Le dirigeant russe a décrit l’Oreshnik comme « un missile balistique équipé d’une technologie hypersonique non nucléaire » capable d’atteindre une vitesse maximale de Mach 10. « L’impact cinétique est puissant, comme la chute d’une météorite », a également déclaré le président russe.

Comme nous l’avons évoqué par le passé, les affirmations russes concernant les performances hypersoniques de l’Oreshnik sont factuelles, mais aussi un peu trompeuses dans un contexte moderne. Il n'y a aucune preuve de véritables véhicules hypersoniques boost-glide, par exemple, mais les missiles balistiques plus gros, même ceux de conception traditionnelle, atteignent des vitesses hypersoniques, généralement définies comme tout ce qui est supérieur à Mach 5, dans la phase terminale de leur vol.
Quant à la prétendue tentative d'attaque ukrainienne contre la résidence de Poutine, bien qu'elle soit désormais utilisée pour encadrer la dernière utilisation de l'Oreshnik, les responsables de la sécurité nationale ukrainiens et américains ont nié cette tentative d'attaque. De plus, une évaluation de la CIA n’a trouvé aucune preuve que cela se soit produit.
Plus significatif est probablement le fait que la dernière frappe d'Oreshnik a eu lieu quelques jours seulement après que les alliés européens de l'Ukraine se soient mis d'accord sur des éléments clés des garanties de sécurité d'après-guerre, qui entreraient en jeu en cas de cessez-le-feu avec la Russie. L'accord comprenait une déclaration selon laquelle certains de ces alliés seraient prêts à déployer des troupes en Ukraine après un accord de paix.
Ce nouvel engagement très important concernant les troupes est en discussion depuis des mois. Le Kremlin a déclaré à plusieurs reprises qu’il s’opposerait catégoriquement à tout soldat de l’OTAN basé sur le sol ukrainien.

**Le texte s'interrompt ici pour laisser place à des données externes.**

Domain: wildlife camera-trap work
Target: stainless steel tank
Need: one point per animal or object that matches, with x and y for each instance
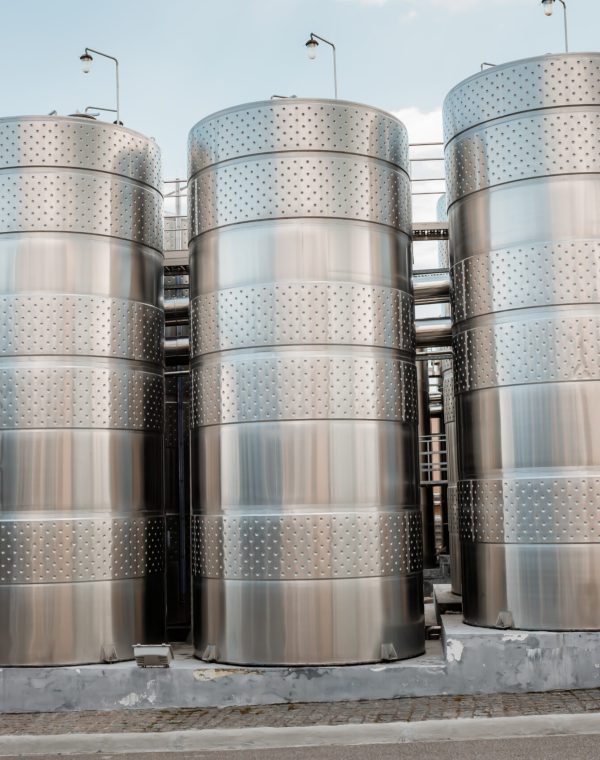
(306, 525)
(81, 406)
(452, 475)
(523, 170)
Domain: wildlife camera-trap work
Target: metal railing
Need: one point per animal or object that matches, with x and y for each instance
(433, 466)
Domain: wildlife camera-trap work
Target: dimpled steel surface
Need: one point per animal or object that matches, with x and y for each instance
(306, 533)
(451, 456)
(522, 165)
(81, 407)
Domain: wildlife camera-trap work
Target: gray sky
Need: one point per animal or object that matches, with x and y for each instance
(183, 59)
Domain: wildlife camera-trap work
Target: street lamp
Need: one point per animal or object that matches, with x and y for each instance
(548, 6)
(86, 65)
(311, 49)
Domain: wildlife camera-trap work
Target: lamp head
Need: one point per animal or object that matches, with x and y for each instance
(548, 6)
(86, 62)
(311, 48)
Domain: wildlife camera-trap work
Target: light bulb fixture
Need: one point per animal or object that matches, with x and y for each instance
(311, 48)
(86, 62)
(548, 6)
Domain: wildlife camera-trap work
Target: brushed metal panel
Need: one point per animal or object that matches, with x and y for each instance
(287, 385)
(301, 250)
(79, 623)
(296, 313)
(329, 621)
(452, 463)
(273, 187)
(304, 546)
(321, 466)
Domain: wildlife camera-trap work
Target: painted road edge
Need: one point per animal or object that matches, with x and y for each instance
(305, 736)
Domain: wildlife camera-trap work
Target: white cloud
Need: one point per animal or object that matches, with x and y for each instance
(423, 126)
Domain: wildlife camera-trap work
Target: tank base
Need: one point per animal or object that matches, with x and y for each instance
(322, 622)
(79, 623)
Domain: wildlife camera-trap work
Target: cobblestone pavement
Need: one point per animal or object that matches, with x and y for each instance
(331, 713)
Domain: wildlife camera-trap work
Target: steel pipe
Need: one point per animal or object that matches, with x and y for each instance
(177, 310)
(431, 288)
(434, 332)
(177, 350)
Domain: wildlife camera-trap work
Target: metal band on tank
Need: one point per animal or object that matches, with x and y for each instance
(55, 396)
(302, 313)
(517, 148)
(307, 546)
(544, 274)
(81, 202)
(551, 350)
(555, 510)
(71, 143)
(527, 85)
(77, 550)
(282, 127)
(89, 326)
(303, 386)
(279, 187)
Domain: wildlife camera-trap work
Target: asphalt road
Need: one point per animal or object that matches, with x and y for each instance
(545, 748)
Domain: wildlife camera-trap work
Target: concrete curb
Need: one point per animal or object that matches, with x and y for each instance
(306, 736)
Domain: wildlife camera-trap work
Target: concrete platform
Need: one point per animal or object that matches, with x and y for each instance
(468, 660)
(445, 601)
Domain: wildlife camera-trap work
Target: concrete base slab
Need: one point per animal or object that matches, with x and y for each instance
(445, 601)
(468, 661)
(490, 660)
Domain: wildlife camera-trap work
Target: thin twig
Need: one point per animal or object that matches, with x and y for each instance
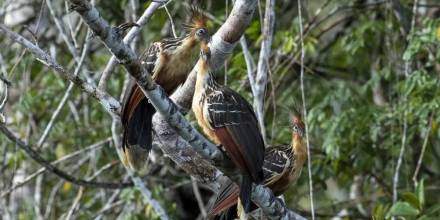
(62, 159)
(405, 123)
(110, 104)
(422, 153)
(263, 67)
(198, 197)
(66, 96)
(35, 156)
(309, 157)
(75, 203)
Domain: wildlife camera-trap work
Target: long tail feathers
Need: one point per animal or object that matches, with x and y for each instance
(246, 192)
(137, 137)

Dans l’ensemble, l’utilisation d’un seul Oreshnik contre l’Ukraine du jour au lendemain semble être davantage un spectacle symbolique, conçu pour créer l’alarme en Occident (ainsi qu’en Ukraine), plutôt que d’apporter une réponse positive. effet spécifique sur une cible hautement prioritaire.
Après tout, l’IRBM n’était qu’une partie d’un barrage beaucoup plus important lancé la nuit dernière contre des cibles à travers le pays. Cela aurait impliqué 242 drones, 13 autres missiles balistiques et 22 missiles de croisière, selon les chiffres de l'armée de l'air ukrainienne.
Les forces russes ont mené des frappes particulièrement violentes sur Kiev, touchant plusieurs quartiers de la capitale ukrainienne.
Selon les autorités ukrainiennes, au moins quatre personnes ont été tuées dans la région et 19 autres ont été blessées. Pendant ce temps, au moins cinq secouristes ont été blessés alors qu'ils répondaient aux attaques, ont indiqué les services de sécurité ukrainiens.
Le maire de Kiev, Vitali Klitschko, a déclaré que la moitié des immeubles d'habitation de la capitale étaient restés sans chauffage après les frappes russes.

Dans l’ensemble, l’utilisation d’un seul IRBM Oreshnik sans ogives et la possibilité que rien de valeur militaire n’ait été touché suggèrent que le missile a été principalement utilisé comme instrument d’intimidation. On ne sait pas non plus combien de ces IRBM coûteux ont réellement été fabriqués à ce stade, et si la Russie serait même capable d'en tirer plusieurs exemplaires dans le cadre d'une quelconque campagne soutenue. Selon une évaluation du ministère britannique de la Défense, la Russie ne compte actuellement qu’une poignée d’Oreshniks.

Cela dit, le Kremlin a clairement suffisamment de raisons de s’en prendre à l’Ukraine et à ses alliés à ce stade, et a opté pour ce type de signalisation basée sur des missiles. À ce stade, on peut se demander si cette mesure aura l’effet coercitif souhaité.